Lapin, president of Toward Tradition, a national coalition of Jews and Christians, compares Walker to Chandra Levy, who disappeared amid questions about her relationship with Rep. Gary Condit.
Writes Lapin, "They came from homes in which they received from their parents the same unfortunate message. Chandra's father is sort of Jewish while her mother is sort of a Buddhist.
"Johnny's mother is also sort of a Buddhist while his father is sort of Catholic."
According to Lapin, this is the message John Walker's and Chandra Levy's parents sent them: "Yes, your father and I agree on all the important things in life, like where to vacation and how to decorate the house.
"But on less important matters -- having to do with beliefs and values, for instance religion -- we don't mind disagreeing."
Almost 2,000 years ago, another rabbi, the apostle Paul, instructed parents to bring their children up "in the discipline and instruction of the Lord" (Ephesians 6:4). Elaborating on this verse, Luther uttered a sentence that must sound familiar to boomer ears: "Don't teach them your own thing."
Neither Paul, nor Luther nor Lapin intended an offense to religions other than theirs. Their point is: Young people need clarity in religious matters, not mush.
If they are normal, they are seekers by nature. Walker certainly was. In a Newsweek interview, his father called him "a spiritual kid." But this was a meaningless post-modern expression.
You can be "spiritual" if you worship the devil or your ancestors or indeed yourself. "Spirituality" says nothing about absolute values.
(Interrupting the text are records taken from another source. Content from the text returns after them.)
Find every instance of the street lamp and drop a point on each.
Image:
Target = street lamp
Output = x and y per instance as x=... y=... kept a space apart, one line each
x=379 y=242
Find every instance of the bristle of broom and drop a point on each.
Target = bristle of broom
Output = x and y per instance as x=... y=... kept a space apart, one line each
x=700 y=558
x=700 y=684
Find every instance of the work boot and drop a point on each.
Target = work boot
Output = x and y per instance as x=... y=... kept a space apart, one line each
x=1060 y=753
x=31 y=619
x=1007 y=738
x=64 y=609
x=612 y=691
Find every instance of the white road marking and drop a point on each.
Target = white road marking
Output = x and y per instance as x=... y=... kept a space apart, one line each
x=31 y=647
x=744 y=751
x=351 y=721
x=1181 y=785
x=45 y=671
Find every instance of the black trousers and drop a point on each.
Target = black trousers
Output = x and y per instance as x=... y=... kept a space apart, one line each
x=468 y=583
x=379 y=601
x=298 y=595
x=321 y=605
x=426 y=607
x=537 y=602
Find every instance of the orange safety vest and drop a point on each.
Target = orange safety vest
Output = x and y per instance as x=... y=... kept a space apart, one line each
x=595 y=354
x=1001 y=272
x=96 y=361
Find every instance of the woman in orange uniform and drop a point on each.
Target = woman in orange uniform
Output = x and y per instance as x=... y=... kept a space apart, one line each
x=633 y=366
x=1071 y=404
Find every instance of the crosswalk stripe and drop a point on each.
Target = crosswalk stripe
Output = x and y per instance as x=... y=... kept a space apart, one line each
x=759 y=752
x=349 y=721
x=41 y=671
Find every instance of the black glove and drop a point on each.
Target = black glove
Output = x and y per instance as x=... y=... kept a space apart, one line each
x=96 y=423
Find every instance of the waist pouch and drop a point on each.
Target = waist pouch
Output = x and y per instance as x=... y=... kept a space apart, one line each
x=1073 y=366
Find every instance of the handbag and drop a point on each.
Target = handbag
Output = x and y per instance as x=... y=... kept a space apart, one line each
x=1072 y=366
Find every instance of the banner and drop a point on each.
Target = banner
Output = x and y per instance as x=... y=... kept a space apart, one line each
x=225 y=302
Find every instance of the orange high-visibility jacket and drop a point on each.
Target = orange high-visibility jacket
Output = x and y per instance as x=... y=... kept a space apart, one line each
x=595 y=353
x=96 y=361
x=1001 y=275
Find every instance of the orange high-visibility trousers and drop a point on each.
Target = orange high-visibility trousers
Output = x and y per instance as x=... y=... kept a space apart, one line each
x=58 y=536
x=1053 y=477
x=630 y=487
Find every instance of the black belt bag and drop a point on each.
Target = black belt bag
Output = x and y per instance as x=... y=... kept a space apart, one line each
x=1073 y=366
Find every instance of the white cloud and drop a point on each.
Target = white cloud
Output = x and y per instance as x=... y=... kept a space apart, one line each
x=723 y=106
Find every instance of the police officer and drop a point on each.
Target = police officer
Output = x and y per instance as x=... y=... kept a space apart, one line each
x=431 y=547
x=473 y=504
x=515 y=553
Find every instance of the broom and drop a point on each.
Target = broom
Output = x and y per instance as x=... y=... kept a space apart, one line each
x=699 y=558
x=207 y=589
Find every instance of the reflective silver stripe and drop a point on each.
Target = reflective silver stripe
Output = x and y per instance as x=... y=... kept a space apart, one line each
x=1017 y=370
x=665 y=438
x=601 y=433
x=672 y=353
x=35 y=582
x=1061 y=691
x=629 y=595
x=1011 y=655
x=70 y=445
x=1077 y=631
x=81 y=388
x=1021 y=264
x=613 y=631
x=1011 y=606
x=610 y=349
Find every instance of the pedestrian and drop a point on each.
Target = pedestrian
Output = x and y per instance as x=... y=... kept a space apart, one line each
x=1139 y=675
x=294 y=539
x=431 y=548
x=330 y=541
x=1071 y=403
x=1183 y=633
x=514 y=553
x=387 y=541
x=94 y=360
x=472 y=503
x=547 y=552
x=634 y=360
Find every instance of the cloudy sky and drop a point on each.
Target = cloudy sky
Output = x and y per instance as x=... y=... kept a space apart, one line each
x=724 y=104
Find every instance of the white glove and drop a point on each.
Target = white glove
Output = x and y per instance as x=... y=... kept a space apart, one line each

Thus it should not surprise us that a mere 13 percent of the baby buster generation (18-36 years old) told pollsters of the Barna Research Group they believed in absolute moral truth.
This is the disastrous culmination of a post-Enlightenment development George Weigel, a senior fellow at the Washington-based Ethics and Public Policy Center, chastises as a pursuit not of the right to freedom but to willfulness.
In the present case, this means the willfulness not of John Walker or Chandra Levy but of their parents' generation proclaimed as salutary the catastrophic dictum: Do your own thing.
"A son like Johnny or a daughter like Chandra never saw modeled for them, by a parent, what it means to have strong convictions about ultimate questions," says Rabbi Lapin.
"They never knew the difference between sham convictions and authentic ones. Thus children grow up dangerously vulnerable to strong personalities (Gary Condit) or strong religions (Islam), gurus or other substitutes for what they never got at home."
"Parents should be apostles to their parents," Luther insisted. He meant of course Christian apostles. But a Jew or a Buddhist or a Hindu grounded solidly in their faiths would give similar answers to the foolish cliche that oozed out of the 1960's: "We don't raise our children in any religion -- let them decide for themselves when they have grown up."
The truth is that they won't be able to do so. Uninstructed, they will have been rendered defenseless, just like "Johnny and Chandra," to paraphrase Lapin.
As an orthodox rabbi, Lapin sees the solution in the Torah, which places a tremendous stress on making sure that husband and wife profess the same religion. "Now you know why the Torah insists," he writes in his commentary on the Walker case.
Luther would not have gone that far. "As I am allowed to eat, drink, sleep, go out, speak and do business with a heathen, Jew, Turk or heretic, so I may also marry and remain in that state," he said.
But his underlying assumption was that at least one partner in such a marriage -- to Luther it was clear that this should be the Christian -- would catechize his offspring.
Post-modernity's failure to do this has produced this era's worst dilemma: a generation of religious illiterates with shifting values and a yearning they cannot properly still because their parents have left the larder empty.
John Walker Lindh is one among millions, except that he took a more extreme route than most.